To say the San Antonio Express-News (SAEN) Arts writer Debra Martin shows her liberal moral values in her latest review of the play "Book of Mormon" is an understatement. The play, like Corpus Christi is irreverent, vulgar, blasphemous, and mocks the religious view of over 16 million people, but the Martin compliments it.
Martin writes, The musical is a politically incorrect story of a couple of mismatched Mormon elders, and the show includes some breathtakingly profane numbers. Profanity is breathtaking to her?
She goes on to point out that liberal New York Times critic Ben Brantley described the play "blasphemous, scurrilous and more foul-mouthed than David Mamet on a blue streak". Martin even celebrates one song that she admits "cannot be quoted in a family newspaper."
Do these art critics really consider profanity and blaspheme artful entertainment?
While the review has a liberal bias, the problem is with the SAEN editors who support this type of journalism. Compare Martin's comments about this vulgar play that mocks a religion to the reports by the SA Express in 2013 regarding former city council woman Elisa Chan's personal (and private) comments of homosexuality. The SAEN demanded Chan's resignation, but applauds vulgarity and profanity.
It is certain the SAEN would never report a play or speech that mocked liberal attitudes and behavior in the same serendipitous manner.
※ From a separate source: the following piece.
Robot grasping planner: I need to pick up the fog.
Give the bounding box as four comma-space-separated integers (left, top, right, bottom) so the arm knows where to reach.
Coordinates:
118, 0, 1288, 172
Imagine how they would report a play that mocked abortion on demand, cross-dressing, illegal immigration, and Black-Lives-Matter.
The local and national media's double standard is obvious more each day as it attacks and mocks religious belief in the name of free speech (for liberals, not for conservatives). Sadly, San Antonio, like the rest of Texas and the nation, has liberal news media that promotes profanity and vulgarity as acceptable entertainment.
A nation and society progress when the people have a moral compass and seeks after virtuous, lovely, or praiseworthy behavior. It regresses when it becomes permissive and immoral.